What does this mean for our health? Research has shown a link between fire exposure and dementia as well as increases in hospitalizations, cardiovascular disease and respiratory disease. Baalousha believes some health issues could be related to metal transformations during fires. For example, his team has found that wildfires can transform iron into magnetite, a particle that has been linked to Alzheimer’s disease. And fellow Arnold School researcher Sean Norman found that metals in wildfire ash can alter bacterial growth and gene expression, potentially increasing antibiotic resistance.

Baalousha is also collaborating with colleagues at the Arnold School and with Mohamad Azhar at USC’s School of Medicine Columbia to further understand the impact of metal and nanomaterial transformations in wildfire on metal uptake in aquatic organisms and cardiovascular disease.

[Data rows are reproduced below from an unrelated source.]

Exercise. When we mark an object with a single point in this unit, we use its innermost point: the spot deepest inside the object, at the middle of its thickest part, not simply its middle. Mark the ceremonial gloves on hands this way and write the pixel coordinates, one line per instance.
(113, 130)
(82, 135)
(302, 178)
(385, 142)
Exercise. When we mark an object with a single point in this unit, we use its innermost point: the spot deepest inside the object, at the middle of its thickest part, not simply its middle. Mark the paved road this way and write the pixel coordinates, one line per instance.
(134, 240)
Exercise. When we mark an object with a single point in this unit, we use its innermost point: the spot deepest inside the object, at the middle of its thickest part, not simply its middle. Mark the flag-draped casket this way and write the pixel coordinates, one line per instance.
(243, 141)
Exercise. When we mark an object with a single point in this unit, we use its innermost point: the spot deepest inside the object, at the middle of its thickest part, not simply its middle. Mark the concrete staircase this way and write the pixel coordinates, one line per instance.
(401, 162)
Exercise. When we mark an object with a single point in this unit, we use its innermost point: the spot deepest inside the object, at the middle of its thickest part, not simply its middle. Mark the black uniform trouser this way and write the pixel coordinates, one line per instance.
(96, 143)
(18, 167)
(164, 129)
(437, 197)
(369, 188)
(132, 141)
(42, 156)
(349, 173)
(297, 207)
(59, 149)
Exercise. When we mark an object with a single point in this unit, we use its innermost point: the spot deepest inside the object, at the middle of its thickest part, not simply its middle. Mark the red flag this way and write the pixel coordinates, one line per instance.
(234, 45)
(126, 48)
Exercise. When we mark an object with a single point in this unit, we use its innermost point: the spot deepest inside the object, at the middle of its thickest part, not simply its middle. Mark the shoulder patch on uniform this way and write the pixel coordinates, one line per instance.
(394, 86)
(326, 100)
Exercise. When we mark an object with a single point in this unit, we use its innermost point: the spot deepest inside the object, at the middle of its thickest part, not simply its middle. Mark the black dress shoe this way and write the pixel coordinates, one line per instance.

Understanding these potential dangers is necessary as wildfires worsen. Since the mid-1980s, the total area burned by U.S. wildfires has steadily increased, and today fire season peaks a full month earlier than it did 40 years ago, according to the EPA. Case in point: This year’s devastating Southern California fires are unusual for January.

“Now the fire season is becoming longer and longer,” Baalousha says. “I was at a conference recently, and they were saying that we’re moving from a fire season to a fire year. There could be consistent exposure for a longer duration, and the longer you expose people, the more they’re breathing in.”